Si Dieu avait pu fournir de l’huile pure, pourquoi n’avait-il fourni également une Ménorah en or ?

Le Rav Nebenzahl répond en expliquant que l’huile, dont la pureté relève du domaine spirituel plus que du matériel, symbolise l’intériorité. La superbe Ménorah en or représente l’extériorité. La miraculeuse découverte de l’huile pure, mais pas de la Ménorah, est une sorte de déclaration aux Maccabéens de la part de Dieu que l’intériorité prime sur l’extériorité. Là réside la véritable victoire sur les Grecs.

L’HÉLLÉNISANT TAPI EN CHACUN DE NOUS

D’un point de vue historique, ‘Hanouccah fut une guerre civile. La plupart des Juifs citadins étaient devenus hellénisants et supportaient la culture grecque. Les Maccabéens ont bien dû combattre les soldats Grecs, mais leurs ennemis réels étaient les Juifs hellénisants qui se trouvaient dans leurs rangs.

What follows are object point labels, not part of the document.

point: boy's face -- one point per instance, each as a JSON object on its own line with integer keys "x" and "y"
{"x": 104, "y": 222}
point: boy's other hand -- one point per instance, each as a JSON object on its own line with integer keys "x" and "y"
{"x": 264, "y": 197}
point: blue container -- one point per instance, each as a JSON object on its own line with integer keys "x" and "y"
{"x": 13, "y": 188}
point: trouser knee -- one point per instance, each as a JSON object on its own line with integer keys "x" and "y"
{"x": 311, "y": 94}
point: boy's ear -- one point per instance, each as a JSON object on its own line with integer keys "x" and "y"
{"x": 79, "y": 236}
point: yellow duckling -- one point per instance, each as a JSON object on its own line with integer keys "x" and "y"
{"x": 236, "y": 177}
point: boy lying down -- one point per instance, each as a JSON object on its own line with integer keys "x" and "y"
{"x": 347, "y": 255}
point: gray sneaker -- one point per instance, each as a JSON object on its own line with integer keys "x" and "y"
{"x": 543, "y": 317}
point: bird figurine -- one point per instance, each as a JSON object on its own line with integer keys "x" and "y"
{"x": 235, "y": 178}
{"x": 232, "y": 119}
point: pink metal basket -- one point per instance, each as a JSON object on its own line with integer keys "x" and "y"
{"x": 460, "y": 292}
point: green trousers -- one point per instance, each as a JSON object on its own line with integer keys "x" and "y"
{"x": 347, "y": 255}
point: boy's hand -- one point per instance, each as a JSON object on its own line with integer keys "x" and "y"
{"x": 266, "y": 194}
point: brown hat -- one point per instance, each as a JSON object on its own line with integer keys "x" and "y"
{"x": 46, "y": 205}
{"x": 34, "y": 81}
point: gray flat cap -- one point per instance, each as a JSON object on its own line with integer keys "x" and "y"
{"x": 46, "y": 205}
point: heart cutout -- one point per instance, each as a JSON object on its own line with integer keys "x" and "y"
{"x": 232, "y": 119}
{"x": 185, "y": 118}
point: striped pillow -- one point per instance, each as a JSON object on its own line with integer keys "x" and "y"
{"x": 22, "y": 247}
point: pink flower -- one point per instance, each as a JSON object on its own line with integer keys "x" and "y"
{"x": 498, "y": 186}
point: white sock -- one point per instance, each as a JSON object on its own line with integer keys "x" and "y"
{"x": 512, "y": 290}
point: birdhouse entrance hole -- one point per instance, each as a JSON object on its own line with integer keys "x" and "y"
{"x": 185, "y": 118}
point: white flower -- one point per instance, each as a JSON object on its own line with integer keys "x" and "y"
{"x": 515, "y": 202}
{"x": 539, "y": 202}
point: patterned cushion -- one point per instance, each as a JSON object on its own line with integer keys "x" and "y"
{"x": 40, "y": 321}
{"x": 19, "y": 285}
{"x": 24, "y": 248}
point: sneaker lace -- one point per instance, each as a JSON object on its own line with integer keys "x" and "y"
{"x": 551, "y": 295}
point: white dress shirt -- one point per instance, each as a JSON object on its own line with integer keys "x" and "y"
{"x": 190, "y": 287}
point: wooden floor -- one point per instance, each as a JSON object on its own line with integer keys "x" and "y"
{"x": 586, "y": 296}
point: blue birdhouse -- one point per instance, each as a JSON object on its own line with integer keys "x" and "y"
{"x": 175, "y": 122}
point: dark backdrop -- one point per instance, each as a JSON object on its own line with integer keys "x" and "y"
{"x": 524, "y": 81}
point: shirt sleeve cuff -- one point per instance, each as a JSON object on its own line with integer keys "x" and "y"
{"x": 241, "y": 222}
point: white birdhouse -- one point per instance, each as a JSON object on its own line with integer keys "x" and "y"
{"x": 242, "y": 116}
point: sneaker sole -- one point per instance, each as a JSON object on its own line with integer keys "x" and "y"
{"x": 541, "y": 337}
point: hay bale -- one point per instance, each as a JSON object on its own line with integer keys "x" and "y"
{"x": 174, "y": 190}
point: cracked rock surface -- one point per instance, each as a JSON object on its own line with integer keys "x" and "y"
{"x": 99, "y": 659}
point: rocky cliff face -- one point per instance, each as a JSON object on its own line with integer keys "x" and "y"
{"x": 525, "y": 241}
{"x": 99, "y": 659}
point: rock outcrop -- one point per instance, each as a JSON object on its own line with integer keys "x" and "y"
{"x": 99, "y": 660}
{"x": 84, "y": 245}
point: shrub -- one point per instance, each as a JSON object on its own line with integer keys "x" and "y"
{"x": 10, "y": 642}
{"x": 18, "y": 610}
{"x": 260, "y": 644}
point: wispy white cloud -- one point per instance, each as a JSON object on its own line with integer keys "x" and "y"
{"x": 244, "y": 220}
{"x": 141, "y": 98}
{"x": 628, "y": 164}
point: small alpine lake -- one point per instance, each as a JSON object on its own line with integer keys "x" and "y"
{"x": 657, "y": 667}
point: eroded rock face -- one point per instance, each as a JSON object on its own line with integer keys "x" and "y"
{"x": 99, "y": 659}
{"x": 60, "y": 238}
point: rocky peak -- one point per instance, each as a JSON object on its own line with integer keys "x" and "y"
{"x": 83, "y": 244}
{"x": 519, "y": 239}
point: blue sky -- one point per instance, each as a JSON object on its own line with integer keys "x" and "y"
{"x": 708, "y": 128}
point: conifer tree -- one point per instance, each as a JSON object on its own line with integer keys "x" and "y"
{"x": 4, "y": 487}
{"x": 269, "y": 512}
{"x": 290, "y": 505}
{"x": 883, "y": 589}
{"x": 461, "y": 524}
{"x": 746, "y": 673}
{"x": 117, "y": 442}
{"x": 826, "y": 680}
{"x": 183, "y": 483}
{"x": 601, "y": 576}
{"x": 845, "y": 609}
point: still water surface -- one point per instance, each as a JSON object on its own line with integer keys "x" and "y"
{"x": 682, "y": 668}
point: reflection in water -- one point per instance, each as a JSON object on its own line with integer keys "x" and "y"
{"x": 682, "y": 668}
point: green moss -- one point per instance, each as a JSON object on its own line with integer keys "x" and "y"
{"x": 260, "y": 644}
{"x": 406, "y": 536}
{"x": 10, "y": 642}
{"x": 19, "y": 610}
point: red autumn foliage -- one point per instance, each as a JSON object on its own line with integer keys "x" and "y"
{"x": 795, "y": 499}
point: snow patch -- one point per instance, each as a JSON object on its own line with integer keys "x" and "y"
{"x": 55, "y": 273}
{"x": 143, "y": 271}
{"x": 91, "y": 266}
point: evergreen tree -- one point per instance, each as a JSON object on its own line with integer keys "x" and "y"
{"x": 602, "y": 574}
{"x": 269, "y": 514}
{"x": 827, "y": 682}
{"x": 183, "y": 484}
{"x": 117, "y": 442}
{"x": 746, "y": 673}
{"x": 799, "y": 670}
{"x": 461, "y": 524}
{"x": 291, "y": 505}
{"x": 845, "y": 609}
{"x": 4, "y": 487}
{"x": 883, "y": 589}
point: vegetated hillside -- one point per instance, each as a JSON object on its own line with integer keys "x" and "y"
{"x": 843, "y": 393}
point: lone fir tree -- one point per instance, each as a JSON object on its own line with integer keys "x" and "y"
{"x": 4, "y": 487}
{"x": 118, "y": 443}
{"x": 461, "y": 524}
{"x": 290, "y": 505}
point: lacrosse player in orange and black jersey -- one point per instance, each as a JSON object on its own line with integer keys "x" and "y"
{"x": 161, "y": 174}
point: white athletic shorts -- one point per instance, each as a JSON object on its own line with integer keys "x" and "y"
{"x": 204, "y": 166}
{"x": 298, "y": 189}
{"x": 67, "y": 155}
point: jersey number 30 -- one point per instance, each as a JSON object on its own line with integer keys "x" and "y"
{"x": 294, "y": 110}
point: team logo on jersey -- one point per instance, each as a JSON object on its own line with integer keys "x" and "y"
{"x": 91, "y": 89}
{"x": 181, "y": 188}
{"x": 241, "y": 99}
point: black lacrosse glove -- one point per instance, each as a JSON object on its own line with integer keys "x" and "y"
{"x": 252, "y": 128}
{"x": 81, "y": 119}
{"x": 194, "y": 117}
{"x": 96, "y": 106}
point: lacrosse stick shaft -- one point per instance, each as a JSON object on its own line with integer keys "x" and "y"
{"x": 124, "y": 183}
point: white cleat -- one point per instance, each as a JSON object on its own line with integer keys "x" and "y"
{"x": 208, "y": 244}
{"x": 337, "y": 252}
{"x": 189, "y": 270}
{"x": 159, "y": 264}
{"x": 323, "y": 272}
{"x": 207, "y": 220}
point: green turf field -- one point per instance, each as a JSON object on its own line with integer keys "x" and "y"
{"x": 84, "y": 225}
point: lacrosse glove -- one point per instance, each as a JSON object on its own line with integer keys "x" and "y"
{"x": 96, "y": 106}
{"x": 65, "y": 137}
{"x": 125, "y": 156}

Mary Pipher prétend que les responsables de la propagation d’une fausse image de la femme sont la culture, les médias et l’industrie de la publicité. Elle a raison bien sûr, mais l’ennemi réel est l’hellénisant qui se tapit en chacun de nous, cette partie de nous-mêmes qui s’émerveille devant l’apparence extérieure et s’y soumet. L’homme qui recherche la beauté d’une femme plutôt que ses qualités, la femme qui veut parfaire son corps plutôt que son âme. Celui qui dépense une fortune pour s’habiller mais qui hésite à donner 100 Euros à un pauvre. Les parents qui inculquent de fausses valeurs à leurs enfants, et ceux d’entre nous qui jugent quelqu’un sur son aspect et non sur ses actes.

Le Roi Salomon a résumé le système de valeurs juif il y a 2900 ans par cette phrase : ‘’La grâce est mensonge et la beauté est vaine ; seule la femme qui craint Dieu mérite d’être louée.’’

C’est à cela que nous devons réfléchir quand nous allumons la Ménorah en souvenir du miracle de l’huile, cette huile qui représente la prééminence de l’intériorité.